I shake my head. “Nothing. We’ve had enough happen tonight.”
“You said something.”
“No, I sighed. I was thinking about when Mom told me she met you at Cabrillo Beach at sunrise when the sun looked like butter. You know how she used to talk, and how she loved the color yellow.” My words cut the air like typewriter keys. “How she always said I’d find the right guy.”
His lips flatten a little. “We met on Cabrillo Beach in the morning. It might have been sunny.” His solemn expression crumbles a little, and I feel his sorrow under my heart, beneath my eyes.
“You know, when I was about six, she told me the sun spilled out a big puddle of lemonade when it was sunny.”

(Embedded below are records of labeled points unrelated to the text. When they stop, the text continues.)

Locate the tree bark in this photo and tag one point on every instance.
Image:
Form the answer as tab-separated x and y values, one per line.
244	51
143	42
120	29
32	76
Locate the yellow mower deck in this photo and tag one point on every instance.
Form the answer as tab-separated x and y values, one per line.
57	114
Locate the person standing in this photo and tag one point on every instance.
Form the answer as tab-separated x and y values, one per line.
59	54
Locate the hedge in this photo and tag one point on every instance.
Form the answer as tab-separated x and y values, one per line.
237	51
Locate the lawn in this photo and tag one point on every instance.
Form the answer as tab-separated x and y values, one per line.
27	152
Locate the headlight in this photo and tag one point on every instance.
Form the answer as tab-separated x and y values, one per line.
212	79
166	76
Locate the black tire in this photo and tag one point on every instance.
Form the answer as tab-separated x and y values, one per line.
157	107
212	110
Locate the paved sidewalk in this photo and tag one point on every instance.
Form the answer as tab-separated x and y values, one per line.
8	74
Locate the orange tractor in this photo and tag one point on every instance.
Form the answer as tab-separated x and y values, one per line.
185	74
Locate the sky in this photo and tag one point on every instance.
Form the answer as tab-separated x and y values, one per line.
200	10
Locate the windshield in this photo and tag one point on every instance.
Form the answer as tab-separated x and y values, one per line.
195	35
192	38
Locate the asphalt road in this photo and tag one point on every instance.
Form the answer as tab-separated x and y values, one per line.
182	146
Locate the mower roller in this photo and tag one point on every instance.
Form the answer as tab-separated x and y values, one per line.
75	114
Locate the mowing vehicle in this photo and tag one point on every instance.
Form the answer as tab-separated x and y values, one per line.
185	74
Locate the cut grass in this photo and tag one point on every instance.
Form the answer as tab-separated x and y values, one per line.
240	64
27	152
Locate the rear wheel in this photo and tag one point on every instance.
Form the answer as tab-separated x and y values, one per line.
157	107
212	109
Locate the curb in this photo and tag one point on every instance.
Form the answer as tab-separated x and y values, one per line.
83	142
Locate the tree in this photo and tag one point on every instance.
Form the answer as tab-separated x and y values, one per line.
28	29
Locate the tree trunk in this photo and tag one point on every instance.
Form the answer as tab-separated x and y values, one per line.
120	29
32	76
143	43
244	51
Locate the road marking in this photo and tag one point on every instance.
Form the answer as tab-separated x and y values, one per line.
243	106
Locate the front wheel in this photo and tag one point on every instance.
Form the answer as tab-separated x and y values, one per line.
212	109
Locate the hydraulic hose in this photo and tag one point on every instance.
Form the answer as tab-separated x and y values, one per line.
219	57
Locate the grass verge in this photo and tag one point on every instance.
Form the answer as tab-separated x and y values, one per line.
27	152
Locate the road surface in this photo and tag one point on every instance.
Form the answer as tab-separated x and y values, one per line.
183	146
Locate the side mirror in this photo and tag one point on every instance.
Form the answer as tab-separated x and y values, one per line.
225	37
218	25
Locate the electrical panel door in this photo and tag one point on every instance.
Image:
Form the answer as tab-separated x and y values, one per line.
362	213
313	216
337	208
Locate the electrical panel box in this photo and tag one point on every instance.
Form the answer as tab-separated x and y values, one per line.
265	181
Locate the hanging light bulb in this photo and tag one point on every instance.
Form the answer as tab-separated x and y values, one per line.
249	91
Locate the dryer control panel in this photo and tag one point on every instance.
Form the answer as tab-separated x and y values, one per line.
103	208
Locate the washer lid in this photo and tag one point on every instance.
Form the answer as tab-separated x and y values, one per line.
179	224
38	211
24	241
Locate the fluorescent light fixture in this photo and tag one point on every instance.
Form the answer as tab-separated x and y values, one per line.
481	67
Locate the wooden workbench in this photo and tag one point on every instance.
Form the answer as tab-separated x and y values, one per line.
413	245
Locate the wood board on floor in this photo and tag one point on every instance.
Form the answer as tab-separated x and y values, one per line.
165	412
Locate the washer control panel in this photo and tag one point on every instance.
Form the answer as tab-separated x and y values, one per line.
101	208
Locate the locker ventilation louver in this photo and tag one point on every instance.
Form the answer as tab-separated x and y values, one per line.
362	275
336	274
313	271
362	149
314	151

Dad takes another sip of hot chocolate, clears his throat. “I’d better go to bed. Thanks for the hot chocolate.” He scoots his chair back.
I watch him rinse his mug, rub his fingers around the edge, then put it upside down in the sink. He walks out of the room, and I swear, for a moment, I can feel my mother’s arms around me.
It’s early morning and I’m standing on the sidewalk that edges Point Fermin Park. The area almost matches the memory I tucked away years ago, except the park looks smaller, not as bright. Every time I come home I have this same experience—things look different, not by much, but enough to startle me for a moment.
The wet grass paints the bottom of my jeans as I walk across it. I woke at seven, found Dad sitting at the kitchen table sipping coffee from the same mug he used last night. He was working the New York Times crossword puzzle, like he always does. I checked his hands. They looked much better, scabbed over and not so red. He seemed okay, told me he’s fine and I should have a great walk.
The sky is California blue, clear. I walk past the old bench, reach the lookout point and wrap my fingers around the metal railing. Cold slips to my fingers, moves up my arms and finds my shoulders. The ocean below rolls back and forth, like a window shade, rhythmically drenching the rocks.
To the right, the abandoned lighthouse sits. My mother once told me she loved the lighthouse because it brought people home. When she’d say things like that, I’d laugh and tell her it was ridiculous to love an old building.
The ocean breeze lifts strands of my hair, dances them around my face. I make a stab at brushing them back, then give up and study the lighthouse again, remember my mother explaining years ago that it was built in the 1800s. Two women ran it until they got so lonely they moved back to Los Angeles and both found true love. I told her I didn’t care.
Oh, honey, you need to let yourself dream.
A wave of hurt rushes into my chest, fills up my lungs. Maybe coming to the park wasn’t such a good idea. I turn, cut across the length of grass, take the sidewalk to the Point Fermin Café and go inside.
People are scattered throughout the familiar restaurant, sitting at wooden tables or large booths. “Have Yourself a Merry Little Christmas” meanders from the radio on the freezer and floats through the braided conversations.
I order coffee and smile at the young waitress because she’s sweet, so young she looks like a colt, and it isn’t her fault my mother isn’t here. As she heads toward the kitchen, a man walks by, stops, turns around.
“Christine McGuire?”
“Yes,” I say, before I realize I don’t know him. He smiles as if I should. Out of habit, I stand when he offers his hand.
“Don’t get up.”
“Do I know you?” I ask. I squint, really look at him.
“Well, you used to. We went to high school together.”
High school, my God. His face looks a little familiar, but I can’t remember his name. I was a nobody in high school, like ninety percent of the kids, and I hated it.
“Adam Williams,” he says, like he knows I don’t remember him.
“Right. How are you? It’s been a long time.” Short dark hair covers his head. He’s an average-looking man. I have the same sensation I did in the park, where things look kind of the same, but not really.
“Yeah, twenty some years.” He laughs and I laugh, a reaction like a yawn that people sometimes share. “I don’t know why I expected you to recognize me.”
And then, for a moment, I’m seventeen, in a stuffy classroom, sitting across from Adam. I smile, feel like a teenager. “Oh, yeah, now I remember you.”